Vivimos en una sociedad donde se valoran como los máximos bienes el dinero, la influencia y el poder. Él tuvo las tres cosas en grado sumo, y para obtenerlas ciertamente hay que tener un talante competitivo. Sin embargo, me atrevo a pensar que su pasión por competir era distinta a la de otros. En el fondo, bien podría haber sido un niño que estaba jugando. Y solo quienes entendían eso podían quererlo, por encima de la exasperación que a veces podía producir. Simplemente lo dejaban jugar ese juego tan curioso y que no siempre le hacía bien. Algunos sabían cuándo decirle “basta”, como hizo Cecilia Morel cuando su marido mostraba por toda Europa la réplica del mensaje de los 33 mineros. Y él obedecía dócilmente.
Sebastián Piñera quería tener todo planificado y bajo control, pero sabemos que eso es imposible y sus inoportunos tics se encargaban de recordárselo. Algún humorista, con pésimo gusto, se burlaba de ellos. En principio, nadie habría permitido algo semejante con otro chileno, aunque parece que si se trataba de Piñera la cosa era distinta. El país experimentaba una suerte de placer malsano al ver que ese hombre invulnerable tenía al menos un punto débil. Y la Quinta Vergara reía. Debe haber sido muy humillante para él, aunque lo llevaba con resignación. La vida está llena de cosas que no se pueden prever. Así, tampoco el 18 de octubre de 2019 estaba en sus cálculos, ni el hecho de que el vidrio del helicóptero se empañara en el momento menos oportuno.
Dicen que cuando uno está a punto de morir pasa por la mente la vida entera, como en una película. ¿Qué imágenes habrán aparecido en esa cabeza de inteligencia prodigiosa? Dudo que hayan sido las mismas que vinieron a nuestra propia memoria cuando supimos de su trágico accidente: la reconstrucción del terremoto de 2010; el rescate de los mineros; la eficiencia para vacunar a los chilenos cuando ni siquiera los alemanes lo habían conseguido, o su papel en el 15 de noviembre. Presumo que en ese momento hay cosas todavía más importantes.
“¡De la muerte súbita, líbranos Señor!”, rezaban nuestras sabias abuelas. A él se le concedió ese regalo, aunque en la mínima medida: tuvo pocos minutos disponibles mientras caía el helicóptero y lo rodeaban las aguas. Es el momento de agradecer lo bueno (en su caso, me imagino, la familia que formó), y de arrepentirse de lo malo. Es absurdo negar que todos tenemos mucho de que arrepentirnos, incluido alguien que recibió tantos dones como Sebastián Piñera.
Entonces, el hombre que todo lo planificaba tuvo que hacer lo impensado, aquello que no estaba en ninguna de las páginas de sus blocks, ni tampoco era un dato de entre los múltiples que albergaba su infinita memoria. Esta vez decidió salirse del libreto, jugar a un juego donde ya no iba a ser el número uno.

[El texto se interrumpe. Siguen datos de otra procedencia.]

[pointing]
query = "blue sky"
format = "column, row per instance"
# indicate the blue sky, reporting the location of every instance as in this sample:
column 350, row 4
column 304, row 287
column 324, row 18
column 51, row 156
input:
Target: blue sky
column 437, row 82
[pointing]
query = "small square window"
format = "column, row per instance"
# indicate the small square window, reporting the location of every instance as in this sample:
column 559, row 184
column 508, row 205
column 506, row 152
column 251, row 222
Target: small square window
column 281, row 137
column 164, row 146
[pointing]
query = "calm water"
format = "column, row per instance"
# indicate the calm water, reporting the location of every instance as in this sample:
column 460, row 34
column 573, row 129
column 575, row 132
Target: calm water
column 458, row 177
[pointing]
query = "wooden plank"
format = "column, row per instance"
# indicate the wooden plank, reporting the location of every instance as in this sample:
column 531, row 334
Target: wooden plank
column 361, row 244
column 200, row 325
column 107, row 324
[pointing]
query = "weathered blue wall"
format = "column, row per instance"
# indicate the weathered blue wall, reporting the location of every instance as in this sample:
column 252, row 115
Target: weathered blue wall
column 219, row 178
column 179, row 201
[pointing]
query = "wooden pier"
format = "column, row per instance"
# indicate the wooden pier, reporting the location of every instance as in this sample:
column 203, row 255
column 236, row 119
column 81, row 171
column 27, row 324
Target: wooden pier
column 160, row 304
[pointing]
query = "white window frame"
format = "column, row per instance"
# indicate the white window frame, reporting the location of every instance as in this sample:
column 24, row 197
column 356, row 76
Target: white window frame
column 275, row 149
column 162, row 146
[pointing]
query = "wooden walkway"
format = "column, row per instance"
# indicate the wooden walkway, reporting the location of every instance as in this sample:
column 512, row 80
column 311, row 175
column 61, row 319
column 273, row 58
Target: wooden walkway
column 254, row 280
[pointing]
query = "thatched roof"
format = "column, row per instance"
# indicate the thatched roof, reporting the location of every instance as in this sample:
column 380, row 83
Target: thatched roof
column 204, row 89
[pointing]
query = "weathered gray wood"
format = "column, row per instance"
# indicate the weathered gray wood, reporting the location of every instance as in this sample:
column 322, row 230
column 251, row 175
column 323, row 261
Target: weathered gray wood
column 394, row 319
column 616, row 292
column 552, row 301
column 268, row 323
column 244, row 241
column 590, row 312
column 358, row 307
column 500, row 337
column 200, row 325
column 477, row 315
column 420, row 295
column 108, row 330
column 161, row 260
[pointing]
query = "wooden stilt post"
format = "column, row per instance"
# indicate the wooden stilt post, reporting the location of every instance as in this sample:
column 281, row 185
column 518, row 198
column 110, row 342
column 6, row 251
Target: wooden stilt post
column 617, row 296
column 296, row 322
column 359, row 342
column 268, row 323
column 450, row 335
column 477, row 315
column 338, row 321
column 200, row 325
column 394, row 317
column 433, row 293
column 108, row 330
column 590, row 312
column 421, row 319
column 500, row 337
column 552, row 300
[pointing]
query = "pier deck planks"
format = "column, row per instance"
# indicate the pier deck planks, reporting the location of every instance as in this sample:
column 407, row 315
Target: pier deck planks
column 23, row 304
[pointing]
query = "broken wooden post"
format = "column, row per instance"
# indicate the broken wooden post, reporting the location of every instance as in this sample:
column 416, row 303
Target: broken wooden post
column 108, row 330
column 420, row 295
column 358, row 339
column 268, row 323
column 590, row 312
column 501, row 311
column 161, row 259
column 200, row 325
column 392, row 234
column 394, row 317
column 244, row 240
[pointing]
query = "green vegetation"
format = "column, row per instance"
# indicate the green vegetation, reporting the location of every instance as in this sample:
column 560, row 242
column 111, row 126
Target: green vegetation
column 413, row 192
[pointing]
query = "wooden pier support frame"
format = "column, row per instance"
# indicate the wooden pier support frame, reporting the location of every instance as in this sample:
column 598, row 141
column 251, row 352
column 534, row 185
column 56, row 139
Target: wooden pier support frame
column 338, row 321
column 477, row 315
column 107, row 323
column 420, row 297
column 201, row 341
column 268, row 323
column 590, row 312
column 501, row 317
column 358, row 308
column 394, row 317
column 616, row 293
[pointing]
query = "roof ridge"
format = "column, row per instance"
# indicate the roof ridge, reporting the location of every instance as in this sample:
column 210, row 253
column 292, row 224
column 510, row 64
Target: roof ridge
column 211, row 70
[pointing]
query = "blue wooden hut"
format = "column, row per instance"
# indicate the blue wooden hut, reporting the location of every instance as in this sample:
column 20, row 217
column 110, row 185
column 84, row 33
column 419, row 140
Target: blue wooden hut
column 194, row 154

No dijo una de sus manidas frases hechas. Pronunció las que pasarán a ser sus palabras más famosas sin que haya tenido el menor ánimo de hacer algo especial, de ser querido, admirado o llamar la atención: “¡Salten ustedes primero!”. Esta vez, en el momento decisivo, Sebastián Piñera decidió ser el último.

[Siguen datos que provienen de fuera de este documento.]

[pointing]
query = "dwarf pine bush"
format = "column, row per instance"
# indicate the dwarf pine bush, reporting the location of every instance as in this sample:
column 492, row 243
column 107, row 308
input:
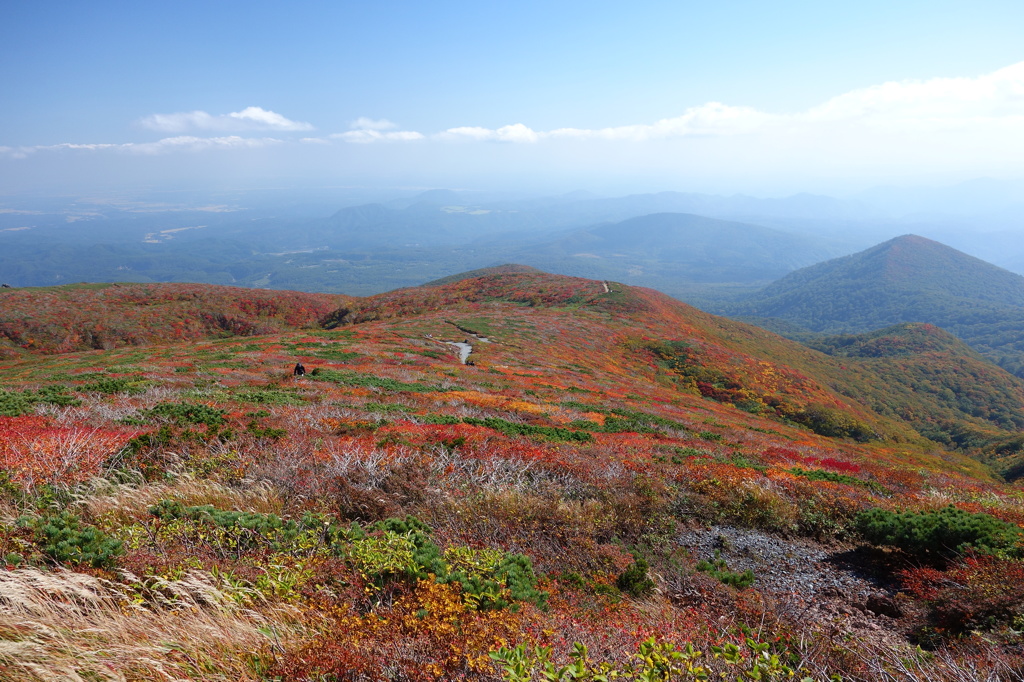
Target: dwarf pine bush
column 64, row 539
column 941, row 534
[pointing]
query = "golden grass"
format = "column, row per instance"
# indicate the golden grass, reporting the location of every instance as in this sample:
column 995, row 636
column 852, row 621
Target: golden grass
column 66, row 626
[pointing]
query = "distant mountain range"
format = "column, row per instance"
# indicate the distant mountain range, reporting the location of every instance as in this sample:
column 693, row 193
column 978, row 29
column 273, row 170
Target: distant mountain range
column 905, row 280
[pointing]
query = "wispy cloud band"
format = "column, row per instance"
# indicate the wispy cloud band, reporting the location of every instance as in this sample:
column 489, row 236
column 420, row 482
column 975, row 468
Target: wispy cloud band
column 251, row 118
column 991, row 104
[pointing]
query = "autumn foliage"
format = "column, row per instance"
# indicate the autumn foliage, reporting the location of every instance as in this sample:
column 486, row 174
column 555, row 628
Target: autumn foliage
column 397, row 515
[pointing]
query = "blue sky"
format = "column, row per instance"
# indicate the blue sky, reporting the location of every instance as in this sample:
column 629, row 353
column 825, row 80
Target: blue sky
column 729, row 96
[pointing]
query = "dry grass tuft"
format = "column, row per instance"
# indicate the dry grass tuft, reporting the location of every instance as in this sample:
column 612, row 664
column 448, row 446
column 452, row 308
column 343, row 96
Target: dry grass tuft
column 127, row 502
column 67, row 626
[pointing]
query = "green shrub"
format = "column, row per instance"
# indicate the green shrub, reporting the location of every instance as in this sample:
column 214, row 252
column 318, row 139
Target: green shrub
column 369, row 381
column 821, row 474
column 940, row 535
column 64, row 539
column 498, row 586
column 634, row 581
column 235, row 533
column 186, row 413
column 112, row 385
column 544, row 432
column 14, row 403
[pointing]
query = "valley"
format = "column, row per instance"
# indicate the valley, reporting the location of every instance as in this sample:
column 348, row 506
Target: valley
column 607, row 471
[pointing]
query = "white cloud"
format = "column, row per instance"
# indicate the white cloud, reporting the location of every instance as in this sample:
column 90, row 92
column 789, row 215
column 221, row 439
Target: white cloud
column 190, row 143
column 363, row 123
column 369, row 130
column 995, row 98
column 251, row 118
column 165, row 145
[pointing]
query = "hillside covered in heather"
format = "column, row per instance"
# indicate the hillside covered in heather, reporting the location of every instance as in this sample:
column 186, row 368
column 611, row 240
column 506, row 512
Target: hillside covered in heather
column 614, row 480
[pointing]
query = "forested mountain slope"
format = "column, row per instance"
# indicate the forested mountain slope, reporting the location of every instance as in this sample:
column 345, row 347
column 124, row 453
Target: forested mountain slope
column 616, row 475
column 906, row 280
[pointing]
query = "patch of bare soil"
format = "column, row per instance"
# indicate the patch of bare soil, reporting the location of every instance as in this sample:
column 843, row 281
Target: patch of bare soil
column 822, row 588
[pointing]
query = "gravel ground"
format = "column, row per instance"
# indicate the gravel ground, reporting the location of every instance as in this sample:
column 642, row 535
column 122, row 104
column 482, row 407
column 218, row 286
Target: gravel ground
column 814, row 584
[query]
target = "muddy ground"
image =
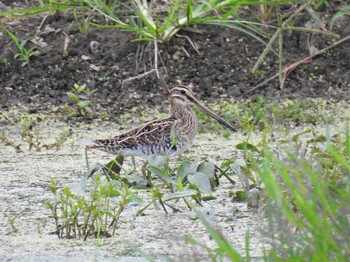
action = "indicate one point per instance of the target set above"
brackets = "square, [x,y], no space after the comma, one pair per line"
[220,65]
[25,177]
[220,68]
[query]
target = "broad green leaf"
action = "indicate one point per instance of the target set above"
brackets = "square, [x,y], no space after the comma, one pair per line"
[72,96]
[201,180]
[177,195]
[161,173]
[207,168]
[246,147]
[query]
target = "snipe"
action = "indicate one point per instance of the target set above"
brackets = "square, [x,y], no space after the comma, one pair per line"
[167,136]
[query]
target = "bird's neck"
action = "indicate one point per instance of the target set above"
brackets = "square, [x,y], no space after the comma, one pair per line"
[180,111]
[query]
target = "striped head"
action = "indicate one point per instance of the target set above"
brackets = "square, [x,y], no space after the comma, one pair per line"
[183,96]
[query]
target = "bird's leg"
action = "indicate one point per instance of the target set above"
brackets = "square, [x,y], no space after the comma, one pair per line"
[147,173]
[113,168]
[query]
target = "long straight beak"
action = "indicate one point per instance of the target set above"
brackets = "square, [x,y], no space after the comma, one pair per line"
[213,115]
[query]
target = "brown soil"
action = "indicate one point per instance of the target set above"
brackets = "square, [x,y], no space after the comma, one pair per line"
[220,68]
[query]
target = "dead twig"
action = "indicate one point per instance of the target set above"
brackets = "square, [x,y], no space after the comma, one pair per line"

Quizá en ese momento habrá entendido algo que había escuchado muchas veces, sin imaginar que podían ser unas palabras dichas para él, porque apuntaban a su identidad más profunda, a esa que tantas veces escondió detrás de su pasión por el éxito. Era una enseñanza oída y puesta por escrito por un hombre que, como él, había destinado parte de su vida a manejar dinero. Su nombre era Mateo y la frase era nada menos que de Jesús: “Los últimos serán los primeros”.